A mobile video telephony system is a real-time system of the conversational type. It is real-time because the playback of continuous media, such as audio and video, must occur in an isochronous fashion. A video telephony application is different from a streaming application because the former has the following properties:
Bidirectional data transfer: The media flow is always carried from a source mobile videophone to a destination videophone, and vice versa. In this perspective, the flow of data is symmetric between the two end-points.
Real-time media encoding: Each videophone must have encoding and decoding capabilities. Speech and video signals must be encoded and transmitted in real-time to the other peer end. This requirement implies that mobile devices need a higher processing power because of the additional encoding capability (devices for mobile streaming require only decoding capability). Real-time encoding must be performed efficiently and with the shortest delays.
Delay sensitivity: Mobile video telephony systems are real-time with conversational features. This implies that a high level of interactivity between the two endpoints is a must to guarantee that the system is usable for speech and video conversations. A conversation can be held only if the end-to-end delays are very tight and preferably constant. For instance, the characteristic of conversationality and dialog interactivity between two parties would be lost in the case of end-to-end delays larger than few hundred milliseconds. This is the most-critical success factor for a mobile video telephony service. In order to guarantee low end-to-end delays, both network and mobile stations must be optimized for processing of conversational traffic. A very important factor in mobile videophone systems is error resilience: any mechanism for error detection and correction/concealment must be run within the maximum delay budget allowed. For this reason, retransmission algorithms at the network or application level cannot normally be used, and forward error correction (FEC) or error concealment algorithms are the only possible choice for providing error resilience against bit errors (or packet losses) produced by the air interface.
A mobile video telephony system consists mainly of two mobile videophones, used by the end users, and the mobile network. Figure 21.1 describes the high-level architecture of a typical mobile video telephony system over an IP-based mobile network. We will follow an end-to-end approach, analyzing the system in its different parts.

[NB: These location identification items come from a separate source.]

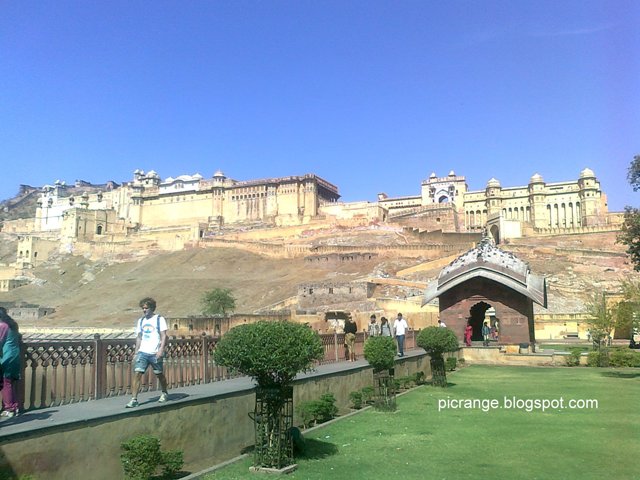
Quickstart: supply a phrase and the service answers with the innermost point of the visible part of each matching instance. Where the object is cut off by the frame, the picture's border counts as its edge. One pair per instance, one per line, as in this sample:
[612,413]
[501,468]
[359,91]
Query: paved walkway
[55,417]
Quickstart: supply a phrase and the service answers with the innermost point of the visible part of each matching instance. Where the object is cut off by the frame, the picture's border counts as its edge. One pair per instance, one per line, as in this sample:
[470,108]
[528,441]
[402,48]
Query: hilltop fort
[332,246]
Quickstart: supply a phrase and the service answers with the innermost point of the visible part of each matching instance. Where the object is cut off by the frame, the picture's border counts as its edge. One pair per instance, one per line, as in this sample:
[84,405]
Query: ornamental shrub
[573,359]
[142,457]
[598,358]
[270,352]
[624,357]
[451,363]
[356,399]
[367,394]
[380,352]
[436,341]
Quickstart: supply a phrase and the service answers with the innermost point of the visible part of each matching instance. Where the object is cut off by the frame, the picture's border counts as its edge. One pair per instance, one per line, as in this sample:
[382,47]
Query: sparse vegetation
[142,458]
[218,301]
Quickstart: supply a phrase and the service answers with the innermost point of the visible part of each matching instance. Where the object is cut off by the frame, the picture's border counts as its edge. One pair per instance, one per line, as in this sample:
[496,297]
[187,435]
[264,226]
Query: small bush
[356,399]
[408,382]
[623,357]
[142,457]
[380,352]
[314,412]
[598,358]
[451,363]
[573,359]
[171,462]
[367,394]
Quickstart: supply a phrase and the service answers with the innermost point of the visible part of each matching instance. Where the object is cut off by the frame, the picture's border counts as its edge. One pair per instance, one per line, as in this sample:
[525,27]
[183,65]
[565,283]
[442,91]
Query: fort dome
[587,172]
[536,178]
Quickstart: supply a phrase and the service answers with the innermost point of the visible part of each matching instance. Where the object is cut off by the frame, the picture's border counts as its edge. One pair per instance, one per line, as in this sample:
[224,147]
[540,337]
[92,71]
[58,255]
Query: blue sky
[371,95]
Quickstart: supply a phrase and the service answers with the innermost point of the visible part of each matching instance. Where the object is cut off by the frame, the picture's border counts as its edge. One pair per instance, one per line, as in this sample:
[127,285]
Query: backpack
[157,323]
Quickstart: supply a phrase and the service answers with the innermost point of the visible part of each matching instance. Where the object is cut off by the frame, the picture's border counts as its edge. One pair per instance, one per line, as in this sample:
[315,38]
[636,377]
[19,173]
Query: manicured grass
[420,442]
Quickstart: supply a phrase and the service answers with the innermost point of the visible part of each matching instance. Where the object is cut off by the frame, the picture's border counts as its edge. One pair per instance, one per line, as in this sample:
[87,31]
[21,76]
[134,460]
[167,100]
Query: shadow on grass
[431,385]
[621,374]
[317,449]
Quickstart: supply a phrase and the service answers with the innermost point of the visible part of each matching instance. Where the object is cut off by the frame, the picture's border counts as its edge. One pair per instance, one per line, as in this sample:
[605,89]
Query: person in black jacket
[350,329]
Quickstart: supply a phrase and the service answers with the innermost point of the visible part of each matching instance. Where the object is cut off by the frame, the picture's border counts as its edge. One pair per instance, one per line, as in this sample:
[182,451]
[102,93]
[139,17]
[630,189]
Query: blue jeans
[400,340]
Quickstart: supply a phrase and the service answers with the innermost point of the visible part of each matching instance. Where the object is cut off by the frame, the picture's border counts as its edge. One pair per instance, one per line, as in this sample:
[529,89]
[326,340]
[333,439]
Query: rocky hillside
[88,293]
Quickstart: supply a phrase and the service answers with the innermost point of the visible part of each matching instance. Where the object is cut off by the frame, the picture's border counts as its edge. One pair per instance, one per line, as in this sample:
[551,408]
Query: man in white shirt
[400,328]
[151,331]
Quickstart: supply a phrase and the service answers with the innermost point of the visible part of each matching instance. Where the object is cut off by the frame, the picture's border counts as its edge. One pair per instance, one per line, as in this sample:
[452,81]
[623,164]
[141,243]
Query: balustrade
[60,372]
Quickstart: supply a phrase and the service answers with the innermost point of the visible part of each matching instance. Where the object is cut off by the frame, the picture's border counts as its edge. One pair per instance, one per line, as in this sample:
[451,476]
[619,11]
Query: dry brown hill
[87,293]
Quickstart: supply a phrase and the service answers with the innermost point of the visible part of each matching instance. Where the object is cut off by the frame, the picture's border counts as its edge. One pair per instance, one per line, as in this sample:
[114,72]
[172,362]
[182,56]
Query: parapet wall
[208,428]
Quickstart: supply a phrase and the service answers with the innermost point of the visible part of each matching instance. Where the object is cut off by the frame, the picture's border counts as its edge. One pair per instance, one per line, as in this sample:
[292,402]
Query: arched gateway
[488,284]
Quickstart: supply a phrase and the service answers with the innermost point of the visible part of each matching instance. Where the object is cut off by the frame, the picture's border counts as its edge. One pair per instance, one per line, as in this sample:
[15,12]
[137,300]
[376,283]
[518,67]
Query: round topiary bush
[380,352]
[436,341]
[272,353]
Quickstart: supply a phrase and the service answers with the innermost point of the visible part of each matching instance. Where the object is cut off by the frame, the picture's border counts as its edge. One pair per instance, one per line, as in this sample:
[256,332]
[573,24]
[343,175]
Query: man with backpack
[151,338]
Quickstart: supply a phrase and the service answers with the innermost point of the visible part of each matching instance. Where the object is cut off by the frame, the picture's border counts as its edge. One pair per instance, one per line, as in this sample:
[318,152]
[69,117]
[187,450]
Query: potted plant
[380,352]
[436,341]
[272,353]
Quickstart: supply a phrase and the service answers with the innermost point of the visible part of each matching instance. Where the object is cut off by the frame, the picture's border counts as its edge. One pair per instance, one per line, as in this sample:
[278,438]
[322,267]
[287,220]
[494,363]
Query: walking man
[151,331]
[374,331]
[400,328]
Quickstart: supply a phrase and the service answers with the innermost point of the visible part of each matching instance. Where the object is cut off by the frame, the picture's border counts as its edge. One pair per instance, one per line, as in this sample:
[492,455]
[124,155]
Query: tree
[218,301]
[633,174]
[630,235]
[437,341]
[380,352]
[603,319]
[272,353]
[627,311]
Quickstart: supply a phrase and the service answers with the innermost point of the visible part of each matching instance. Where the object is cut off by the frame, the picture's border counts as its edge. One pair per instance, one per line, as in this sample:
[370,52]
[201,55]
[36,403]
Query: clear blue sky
[371,95]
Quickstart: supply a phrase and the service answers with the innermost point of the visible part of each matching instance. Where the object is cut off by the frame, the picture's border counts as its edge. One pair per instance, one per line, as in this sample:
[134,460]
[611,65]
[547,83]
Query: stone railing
[64,371]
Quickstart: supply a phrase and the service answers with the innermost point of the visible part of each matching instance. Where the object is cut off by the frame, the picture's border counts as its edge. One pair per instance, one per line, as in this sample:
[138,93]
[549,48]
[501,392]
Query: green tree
[628,310]
[380,352]
[218,301]
[272,353]
[633,174]
[630,235]
[603,318]
[437,341]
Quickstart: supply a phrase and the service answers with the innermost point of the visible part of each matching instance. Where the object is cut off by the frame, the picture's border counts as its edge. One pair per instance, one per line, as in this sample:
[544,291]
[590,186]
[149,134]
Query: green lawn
[421,441]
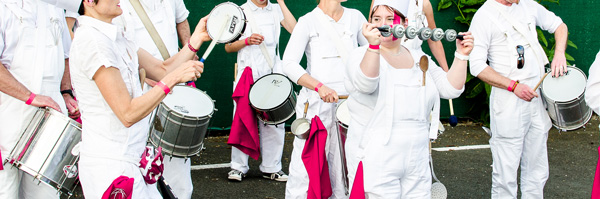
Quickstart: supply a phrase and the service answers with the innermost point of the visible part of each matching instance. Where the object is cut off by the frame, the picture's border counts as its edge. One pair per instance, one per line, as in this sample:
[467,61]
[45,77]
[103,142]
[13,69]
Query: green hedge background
[581,16]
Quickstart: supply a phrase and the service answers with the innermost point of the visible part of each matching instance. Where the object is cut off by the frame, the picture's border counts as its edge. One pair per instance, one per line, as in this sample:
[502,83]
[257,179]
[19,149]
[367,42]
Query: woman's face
[108,8]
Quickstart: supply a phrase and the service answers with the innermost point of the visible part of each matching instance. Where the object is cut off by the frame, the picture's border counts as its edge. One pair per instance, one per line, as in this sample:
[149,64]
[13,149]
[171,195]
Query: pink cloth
[358,188]
[121,188]
[244,128]
[596,186]
[315,161]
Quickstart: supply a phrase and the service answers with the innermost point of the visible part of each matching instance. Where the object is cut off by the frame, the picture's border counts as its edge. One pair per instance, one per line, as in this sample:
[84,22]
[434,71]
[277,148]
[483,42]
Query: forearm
[457,75]
[561,36]
[11,86]
[437,49]
[490,76]
[235,46]
[183,32]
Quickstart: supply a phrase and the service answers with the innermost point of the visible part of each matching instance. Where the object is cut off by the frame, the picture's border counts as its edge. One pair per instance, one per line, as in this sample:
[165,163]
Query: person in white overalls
[390,103]
[249,55]
[34,47]
[316,34]
[506,33]
[104,69]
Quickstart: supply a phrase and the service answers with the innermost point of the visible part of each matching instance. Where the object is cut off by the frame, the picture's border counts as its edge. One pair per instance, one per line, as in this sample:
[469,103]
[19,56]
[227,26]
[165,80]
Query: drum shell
[45,150]
[177,134]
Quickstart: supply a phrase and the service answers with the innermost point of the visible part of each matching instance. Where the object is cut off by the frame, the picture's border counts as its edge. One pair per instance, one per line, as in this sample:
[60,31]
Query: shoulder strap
[137,6]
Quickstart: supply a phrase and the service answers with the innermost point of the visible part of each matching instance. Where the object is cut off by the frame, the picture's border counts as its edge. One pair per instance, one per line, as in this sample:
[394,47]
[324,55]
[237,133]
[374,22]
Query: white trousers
[297,184]
[177,173]
[519,136]
[271,149]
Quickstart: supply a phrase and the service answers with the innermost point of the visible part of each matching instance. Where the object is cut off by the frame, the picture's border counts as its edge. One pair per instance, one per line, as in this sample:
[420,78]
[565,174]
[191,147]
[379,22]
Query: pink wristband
[318,86]
[164,87]
[191,47]
[31,97]
[510,87]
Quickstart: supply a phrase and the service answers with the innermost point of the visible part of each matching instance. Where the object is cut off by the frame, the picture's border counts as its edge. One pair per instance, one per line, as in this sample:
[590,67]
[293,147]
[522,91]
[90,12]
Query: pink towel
[315,161]
[596,186]
[121,188]
[244,128]
[358,188]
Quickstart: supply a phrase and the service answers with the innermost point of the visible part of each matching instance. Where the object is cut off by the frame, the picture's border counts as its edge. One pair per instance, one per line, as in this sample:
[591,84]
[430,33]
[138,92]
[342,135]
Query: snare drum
[48,150]
[234,29]
[564,99]
[273,98]
[181,120]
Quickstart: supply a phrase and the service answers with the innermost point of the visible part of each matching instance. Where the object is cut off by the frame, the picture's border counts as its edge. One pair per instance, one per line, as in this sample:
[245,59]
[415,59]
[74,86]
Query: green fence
[217,80]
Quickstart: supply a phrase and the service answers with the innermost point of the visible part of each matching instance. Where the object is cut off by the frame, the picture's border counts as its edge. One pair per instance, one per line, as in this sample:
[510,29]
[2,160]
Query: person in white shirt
[105,65]
[34,49]
[323,73]
[390,104]
[507,38]
[249,55]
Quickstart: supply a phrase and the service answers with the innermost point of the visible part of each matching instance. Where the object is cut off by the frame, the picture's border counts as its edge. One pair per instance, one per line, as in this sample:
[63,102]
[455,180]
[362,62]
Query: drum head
[342,113]
[189,101]
[270,91]
[565,88]
[229,15]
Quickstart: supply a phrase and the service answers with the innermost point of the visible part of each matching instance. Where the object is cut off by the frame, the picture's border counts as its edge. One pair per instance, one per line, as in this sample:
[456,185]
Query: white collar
[110,30]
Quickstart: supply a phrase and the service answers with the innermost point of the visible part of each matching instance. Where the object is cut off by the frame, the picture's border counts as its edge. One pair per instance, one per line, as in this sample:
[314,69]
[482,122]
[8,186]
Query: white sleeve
[545,19]
[480,26]
[359,81]
[294,51]
[440,77]
[181,12]
[592,90]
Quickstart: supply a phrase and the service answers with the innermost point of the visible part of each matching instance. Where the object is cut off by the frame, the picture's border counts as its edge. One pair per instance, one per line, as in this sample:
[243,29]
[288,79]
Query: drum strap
[137,6]
[262,46]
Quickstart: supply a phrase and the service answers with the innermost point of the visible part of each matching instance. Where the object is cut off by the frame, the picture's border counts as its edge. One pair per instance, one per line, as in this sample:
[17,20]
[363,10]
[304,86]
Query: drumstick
[541,80]
[214,42]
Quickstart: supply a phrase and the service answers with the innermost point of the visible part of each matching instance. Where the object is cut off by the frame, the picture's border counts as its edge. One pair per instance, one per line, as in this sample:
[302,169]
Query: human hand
[72,106]
[45,101]
[327,94]
[371,33]
[524,92]
[465,46]
[255,39]
[559,65]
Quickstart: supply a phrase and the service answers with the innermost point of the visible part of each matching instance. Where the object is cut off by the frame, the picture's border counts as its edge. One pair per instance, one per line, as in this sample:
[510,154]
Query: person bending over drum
[392,92]
[326,35]
[104,69]
[250,55]
[507,37]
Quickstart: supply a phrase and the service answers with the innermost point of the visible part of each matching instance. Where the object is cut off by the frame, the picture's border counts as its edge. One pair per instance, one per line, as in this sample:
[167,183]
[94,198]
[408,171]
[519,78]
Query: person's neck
[332,9]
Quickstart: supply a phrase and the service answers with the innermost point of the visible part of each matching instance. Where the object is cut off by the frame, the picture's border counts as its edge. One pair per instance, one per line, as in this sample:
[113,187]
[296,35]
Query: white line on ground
[211,166]
[457,148]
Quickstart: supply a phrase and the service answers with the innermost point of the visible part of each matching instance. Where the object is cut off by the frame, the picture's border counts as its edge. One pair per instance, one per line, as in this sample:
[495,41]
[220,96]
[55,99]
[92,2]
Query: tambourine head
[229,15]
[438,34]
[411,32]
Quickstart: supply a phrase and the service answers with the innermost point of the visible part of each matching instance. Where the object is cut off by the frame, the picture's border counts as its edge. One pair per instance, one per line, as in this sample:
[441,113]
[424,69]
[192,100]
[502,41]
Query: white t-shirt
[164,14]
[494,43]
[98,44]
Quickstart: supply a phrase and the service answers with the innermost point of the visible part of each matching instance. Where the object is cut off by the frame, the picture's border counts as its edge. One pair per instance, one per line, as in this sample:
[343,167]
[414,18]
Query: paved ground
[465,173]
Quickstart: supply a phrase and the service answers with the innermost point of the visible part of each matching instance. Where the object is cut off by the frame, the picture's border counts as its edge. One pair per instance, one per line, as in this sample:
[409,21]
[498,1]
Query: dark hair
[402,17]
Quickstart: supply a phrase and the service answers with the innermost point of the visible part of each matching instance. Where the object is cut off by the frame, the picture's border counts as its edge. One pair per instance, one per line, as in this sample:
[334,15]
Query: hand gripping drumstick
[214,41]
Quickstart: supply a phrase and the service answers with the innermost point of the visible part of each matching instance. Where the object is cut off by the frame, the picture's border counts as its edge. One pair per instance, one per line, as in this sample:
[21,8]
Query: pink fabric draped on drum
[244,128]
[315,161]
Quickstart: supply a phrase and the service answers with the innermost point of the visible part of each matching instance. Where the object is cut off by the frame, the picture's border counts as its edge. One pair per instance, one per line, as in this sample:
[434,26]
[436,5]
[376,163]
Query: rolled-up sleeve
[295,50]
[479,54]
[359,81]
[592,90]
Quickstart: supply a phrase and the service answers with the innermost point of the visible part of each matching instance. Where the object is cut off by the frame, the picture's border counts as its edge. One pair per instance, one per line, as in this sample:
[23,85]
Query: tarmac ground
[572,156]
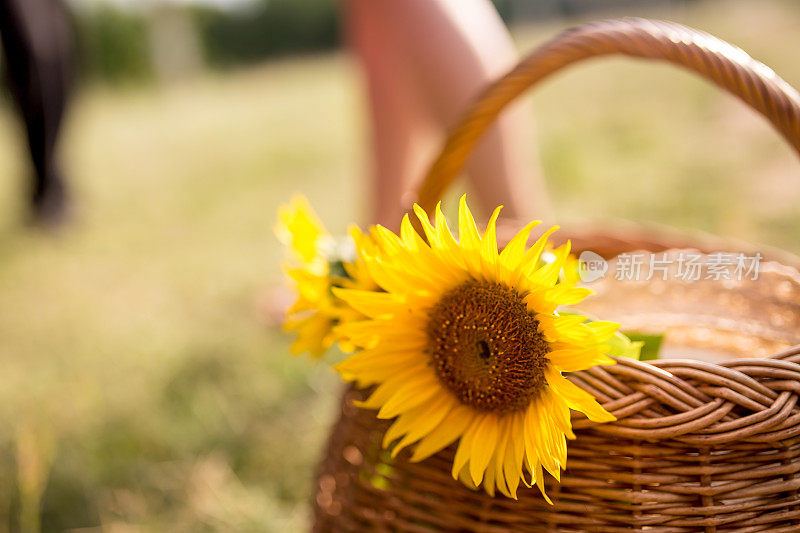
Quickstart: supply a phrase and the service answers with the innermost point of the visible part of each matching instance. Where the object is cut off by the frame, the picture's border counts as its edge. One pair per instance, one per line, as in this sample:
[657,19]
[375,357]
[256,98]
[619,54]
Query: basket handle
[725,65]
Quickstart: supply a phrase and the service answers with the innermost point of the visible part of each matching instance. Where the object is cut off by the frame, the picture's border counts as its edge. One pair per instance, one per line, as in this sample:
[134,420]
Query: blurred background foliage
[140,387]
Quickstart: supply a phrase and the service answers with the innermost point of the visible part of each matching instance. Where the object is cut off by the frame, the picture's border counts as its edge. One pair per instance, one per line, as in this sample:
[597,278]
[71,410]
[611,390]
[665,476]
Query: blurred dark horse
[37,44]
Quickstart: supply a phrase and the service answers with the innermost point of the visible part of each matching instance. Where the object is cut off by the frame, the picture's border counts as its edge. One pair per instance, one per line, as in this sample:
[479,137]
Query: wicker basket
[698,445]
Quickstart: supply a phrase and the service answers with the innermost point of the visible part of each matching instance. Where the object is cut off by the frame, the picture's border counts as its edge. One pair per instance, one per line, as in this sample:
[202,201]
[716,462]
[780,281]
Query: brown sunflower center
[486,346]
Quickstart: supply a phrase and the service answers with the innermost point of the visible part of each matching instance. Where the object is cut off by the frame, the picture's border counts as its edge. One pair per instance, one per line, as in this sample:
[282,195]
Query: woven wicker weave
[698,445]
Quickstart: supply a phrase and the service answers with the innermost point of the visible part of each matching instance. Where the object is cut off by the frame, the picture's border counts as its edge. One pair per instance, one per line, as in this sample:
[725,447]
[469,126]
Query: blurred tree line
[116,44]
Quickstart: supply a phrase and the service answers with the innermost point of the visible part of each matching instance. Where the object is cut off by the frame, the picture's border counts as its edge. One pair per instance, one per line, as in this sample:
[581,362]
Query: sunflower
[465,343]
[316,264]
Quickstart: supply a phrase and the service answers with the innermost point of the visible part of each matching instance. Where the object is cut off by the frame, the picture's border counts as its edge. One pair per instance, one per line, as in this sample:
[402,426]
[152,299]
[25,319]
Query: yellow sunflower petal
[577,398]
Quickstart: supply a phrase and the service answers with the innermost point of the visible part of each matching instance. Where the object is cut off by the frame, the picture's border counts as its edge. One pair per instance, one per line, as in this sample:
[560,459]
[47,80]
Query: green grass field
[140,390]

Figure 21.1: A typical mobile video telephony system.
Mobile videophone A is connected to the mobile network through a logical connection established between the network and the mobile station addresses called Packet Data Protocol (PDP) context. PDP uses physical transport channels in the downlink and uplink directions to enable data transfer in the two directions. The mobile device has the capability to roam (i.e., upon mobility, change the network operator without affecting the received service), provided there is always radio coverage to guarantee the service. The mobile videophone is equipped with ordinary telephony hardware (microphone and speaker) and video hardware (camera and display).
The speech and video content is created in a live fashion from the microphone and camera input. This is encoded in real-time by the mobile device and transmitted in the uplink direction toward the network and the other end user. Speech and video data in the opposite direction (downlink) is conveyed from the network to mobile videophone A, which performs data decoding and display/playback of video and speech data. In addition, the videophone sends and receives information for session establishment, QoS control, and media synchronization. The videophone may react promptly upon reception of QoS reports, taking appropriate actions for guaranteeing the best possible media quality at any instant.
The mobile network carries conversational multimedia and control traffic in the uplink and downlink directions, allowing real-time communication between the two mobile videophone users.
Mobile videophone B is placed at the other end of the architecture shown in Figure 21.1. Its functionality is symmetrically identical to that provided by mobile videophone A.